Schade, dass es zu Schmitts Zeiten noch keine Influencer gab – die machen nämlich nichts anderes, nur dass sie vor allem filmen und fotografieren statt zu schreiben. Die Schreiber freilich gibt es auch noch, in der Corona-Krise sogar mehr denn je. Leidtragende sind Verlagslektoren und Literaturkritiker. Sie bekommen im Moment bergeweise Manuskripte von Leuten, die ein so sentimentales Verhältnis zu ihrem eigenen Leben haben, dass sie nicht nur jede Kippe, die sie mal geraucht haben, für Haus-der-Geschichte-tauglich halten, sondern auch jedes Wort, das sie selbst oder andere in ihrer Gegenwart sagen. Aufnahmegeräte können da sehr nützlich sein.

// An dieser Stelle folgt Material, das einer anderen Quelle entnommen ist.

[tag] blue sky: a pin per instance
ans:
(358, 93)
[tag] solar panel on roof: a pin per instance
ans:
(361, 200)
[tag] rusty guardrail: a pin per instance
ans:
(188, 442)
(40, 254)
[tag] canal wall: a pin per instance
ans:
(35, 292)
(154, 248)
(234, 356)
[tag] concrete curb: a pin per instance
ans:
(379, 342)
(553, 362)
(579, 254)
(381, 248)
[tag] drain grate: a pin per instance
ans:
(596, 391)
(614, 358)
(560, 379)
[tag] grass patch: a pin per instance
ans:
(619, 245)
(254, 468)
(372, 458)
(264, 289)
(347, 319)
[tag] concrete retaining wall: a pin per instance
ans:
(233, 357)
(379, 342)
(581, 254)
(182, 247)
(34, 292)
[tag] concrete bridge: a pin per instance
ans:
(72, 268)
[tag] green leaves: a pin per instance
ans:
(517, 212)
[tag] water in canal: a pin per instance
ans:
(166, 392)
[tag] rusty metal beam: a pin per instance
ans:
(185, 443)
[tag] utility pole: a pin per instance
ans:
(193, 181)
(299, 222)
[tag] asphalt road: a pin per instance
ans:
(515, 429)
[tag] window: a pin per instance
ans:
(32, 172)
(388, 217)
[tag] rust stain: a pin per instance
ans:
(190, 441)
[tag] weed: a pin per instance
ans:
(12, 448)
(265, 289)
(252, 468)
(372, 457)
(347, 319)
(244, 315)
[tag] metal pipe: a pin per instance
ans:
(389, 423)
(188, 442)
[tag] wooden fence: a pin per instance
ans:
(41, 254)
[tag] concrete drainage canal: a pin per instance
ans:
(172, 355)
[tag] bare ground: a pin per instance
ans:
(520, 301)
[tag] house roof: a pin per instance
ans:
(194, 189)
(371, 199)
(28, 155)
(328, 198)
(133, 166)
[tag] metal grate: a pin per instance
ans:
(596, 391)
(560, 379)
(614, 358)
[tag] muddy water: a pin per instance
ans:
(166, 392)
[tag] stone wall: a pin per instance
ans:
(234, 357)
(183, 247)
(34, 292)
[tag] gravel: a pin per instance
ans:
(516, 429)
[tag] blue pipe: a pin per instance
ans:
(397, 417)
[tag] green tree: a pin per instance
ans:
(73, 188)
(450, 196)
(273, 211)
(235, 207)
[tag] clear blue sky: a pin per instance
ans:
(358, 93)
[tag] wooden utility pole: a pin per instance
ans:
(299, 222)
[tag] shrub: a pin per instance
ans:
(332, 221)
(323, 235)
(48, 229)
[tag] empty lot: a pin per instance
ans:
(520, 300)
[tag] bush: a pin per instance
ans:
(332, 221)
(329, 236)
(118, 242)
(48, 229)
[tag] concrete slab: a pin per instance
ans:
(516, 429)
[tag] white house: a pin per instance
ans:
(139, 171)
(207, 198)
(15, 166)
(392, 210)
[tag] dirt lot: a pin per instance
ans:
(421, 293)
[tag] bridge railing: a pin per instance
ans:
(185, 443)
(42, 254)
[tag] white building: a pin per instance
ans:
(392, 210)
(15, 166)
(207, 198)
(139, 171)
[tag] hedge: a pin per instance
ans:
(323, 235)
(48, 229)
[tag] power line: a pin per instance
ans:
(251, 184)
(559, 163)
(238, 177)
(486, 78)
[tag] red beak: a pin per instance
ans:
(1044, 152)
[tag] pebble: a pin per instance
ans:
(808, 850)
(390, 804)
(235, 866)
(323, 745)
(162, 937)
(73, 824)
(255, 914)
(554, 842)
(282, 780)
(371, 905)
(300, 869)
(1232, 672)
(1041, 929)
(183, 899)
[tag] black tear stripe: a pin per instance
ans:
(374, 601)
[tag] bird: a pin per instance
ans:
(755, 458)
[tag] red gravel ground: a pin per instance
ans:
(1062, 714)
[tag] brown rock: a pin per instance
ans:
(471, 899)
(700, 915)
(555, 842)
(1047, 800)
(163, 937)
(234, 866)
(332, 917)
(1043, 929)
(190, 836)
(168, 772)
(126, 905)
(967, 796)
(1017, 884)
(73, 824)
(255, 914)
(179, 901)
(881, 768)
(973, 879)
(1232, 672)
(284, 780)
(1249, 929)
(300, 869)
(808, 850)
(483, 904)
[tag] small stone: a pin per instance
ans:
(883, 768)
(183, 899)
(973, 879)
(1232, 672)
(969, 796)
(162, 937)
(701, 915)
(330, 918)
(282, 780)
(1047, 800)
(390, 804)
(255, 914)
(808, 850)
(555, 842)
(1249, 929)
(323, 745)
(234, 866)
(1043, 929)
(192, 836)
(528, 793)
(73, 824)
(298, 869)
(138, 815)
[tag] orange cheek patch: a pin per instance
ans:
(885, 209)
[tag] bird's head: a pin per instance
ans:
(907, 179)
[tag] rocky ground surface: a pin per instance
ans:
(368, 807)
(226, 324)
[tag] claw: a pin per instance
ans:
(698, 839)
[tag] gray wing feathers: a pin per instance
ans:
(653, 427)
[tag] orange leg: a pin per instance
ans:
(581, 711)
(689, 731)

Der durch die Möglichkeiten des Internets beförderte Drang zur Selbstdokumentation korrespondiert dabei mit einem Authentizitätskult in der Literatur, für den Jan Ove Knausgård vielleicht das bekannteste Beispiel ist. Welch ein Glück also! Man muss sich heute als Möchtegernliterat nicht mehr in Kneipen setzen, um verstohlen den Sound der Gosse mitzustenografieren, sondern man legt einfach das Smartphone auf den Tresen und tippt das Ganze später eins zu eins ab. Wenn man dabei eine gute Kneipe erwischt, vielleicht auch einen Gesprächspartner, der redet, wie ihm der Schnabel gewachsen ist, dann besteht durchaus die Chance, dass man danach als „der Jörg Fauser des 21. Jahrhunderts“ geadelt wird.

Man muss nur aufpassen, dass man beim Mitschneiden nicht erwischt wird. Gerade in Kneipen empfiehlt es sich daher dringend, das Display durch ein Etui zu verbergen, das so konventionell sein sollte, dass es niemand genauer unter die Lupe nehmen will. Sonst kann die Lage so authentisch werden, dass die anderen Gäste ihre Smartphones zum Filmen zücken.